小柴胡湯は慢性肝炎治療に有名ですが、風邪が長引いた時などにも処方されます。そのような一般的な漢方薬が重大な副作用を起こす事は信じがたいのですが、実際に起こっていますので注意が必要です。漢方薬だから手放しで安心ではないとご理解下さい。
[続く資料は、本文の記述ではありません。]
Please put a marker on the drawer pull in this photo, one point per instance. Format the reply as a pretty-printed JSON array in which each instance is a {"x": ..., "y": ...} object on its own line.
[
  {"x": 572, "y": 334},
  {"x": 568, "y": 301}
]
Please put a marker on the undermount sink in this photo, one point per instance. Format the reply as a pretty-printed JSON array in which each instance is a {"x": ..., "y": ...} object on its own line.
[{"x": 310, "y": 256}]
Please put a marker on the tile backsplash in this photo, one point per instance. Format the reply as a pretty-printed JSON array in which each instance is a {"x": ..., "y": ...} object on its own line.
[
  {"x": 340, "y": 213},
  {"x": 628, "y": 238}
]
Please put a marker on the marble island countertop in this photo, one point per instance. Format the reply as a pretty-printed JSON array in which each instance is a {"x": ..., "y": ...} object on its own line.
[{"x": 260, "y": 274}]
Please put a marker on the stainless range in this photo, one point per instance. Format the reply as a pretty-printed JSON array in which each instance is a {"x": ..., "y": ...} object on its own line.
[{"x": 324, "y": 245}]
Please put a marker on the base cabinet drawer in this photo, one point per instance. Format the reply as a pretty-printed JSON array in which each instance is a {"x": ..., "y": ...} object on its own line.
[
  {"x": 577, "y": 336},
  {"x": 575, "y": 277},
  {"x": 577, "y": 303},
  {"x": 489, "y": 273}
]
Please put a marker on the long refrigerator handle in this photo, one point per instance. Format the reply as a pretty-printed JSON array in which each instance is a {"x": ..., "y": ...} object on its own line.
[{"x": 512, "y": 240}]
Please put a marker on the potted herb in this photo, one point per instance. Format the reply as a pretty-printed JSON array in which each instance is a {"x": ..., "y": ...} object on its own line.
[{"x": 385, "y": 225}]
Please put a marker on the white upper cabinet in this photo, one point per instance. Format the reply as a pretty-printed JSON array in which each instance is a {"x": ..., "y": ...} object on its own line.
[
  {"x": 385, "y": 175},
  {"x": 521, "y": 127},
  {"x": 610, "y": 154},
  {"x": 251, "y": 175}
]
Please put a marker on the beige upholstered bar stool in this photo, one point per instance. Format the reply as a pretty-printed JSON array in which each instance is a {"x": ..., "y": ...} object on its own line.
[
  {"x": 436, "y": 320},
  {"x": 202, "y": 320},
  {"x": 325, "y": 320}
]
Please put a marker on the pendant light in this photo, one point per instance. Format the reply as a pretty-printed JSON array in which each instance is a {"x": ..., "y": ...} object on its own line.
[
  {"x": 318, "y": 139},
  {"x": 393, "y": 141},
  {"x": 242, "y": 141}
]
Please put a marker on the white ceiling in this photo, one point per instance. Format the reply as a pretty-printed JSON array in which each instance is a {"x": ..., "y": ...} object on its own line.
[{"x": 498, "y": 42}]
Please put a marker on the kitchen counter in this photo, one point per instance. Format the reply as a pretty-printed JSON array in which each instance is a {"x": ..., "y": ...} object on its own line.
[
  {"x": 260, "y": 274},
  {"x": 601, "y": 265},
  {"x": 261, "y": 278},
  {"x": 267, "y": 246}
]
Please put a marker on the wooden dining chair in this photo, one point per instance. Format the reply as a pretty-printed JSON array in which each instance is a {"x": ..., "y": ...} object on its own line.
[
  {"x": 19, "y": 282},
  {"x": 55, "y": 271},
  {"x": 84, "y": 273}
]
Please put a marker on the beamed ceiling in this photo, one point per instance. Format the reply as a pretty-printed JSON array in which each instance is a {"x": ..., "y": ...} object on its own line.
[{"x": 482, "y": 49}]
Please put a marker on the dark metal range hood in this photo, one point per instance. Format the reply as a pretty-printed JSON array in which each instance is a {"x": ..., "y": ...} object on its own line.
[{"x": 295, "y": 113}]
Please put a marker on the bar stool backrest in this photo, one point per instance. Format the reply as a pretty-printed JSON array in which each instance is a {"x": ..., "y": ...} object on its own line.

他にも西洋薬と比べて、症状を抑える速効性は落ちるようです。今までお話してきた内容をまとめてみました。

  漢方薬 西洋薬
効果 一般的にはマイルドだが、証(しょう)が合えば速効性も期待できる。 効果に関しては様々で、ひと言では言えない。基本的に効果と副作用は比例傾向
副作用 一部に重篤な副作用はあるが、比較的マイルド 重い副作用もあるので、注意が必要な薬がある。
適応症 患者さんの体質や体力に着目 病名のみ
速効性 一般的にはマイルドだが、証(しょう)が合えば速効性も期待できる。 一般的に効果発現は速い
ジェネリックの有無 発売メーカーは少ないが、ある。 有り
     

漢方を選ぶポイント

西洋薬に比べて、患者さんの体質・体力などに着目しているのが漢方薬であると申し上げました。漢方治療独特の考え方「証(しょう)」について、簡単に解説しましょう(クラシエホームページより一部抜粋させて頂いています)。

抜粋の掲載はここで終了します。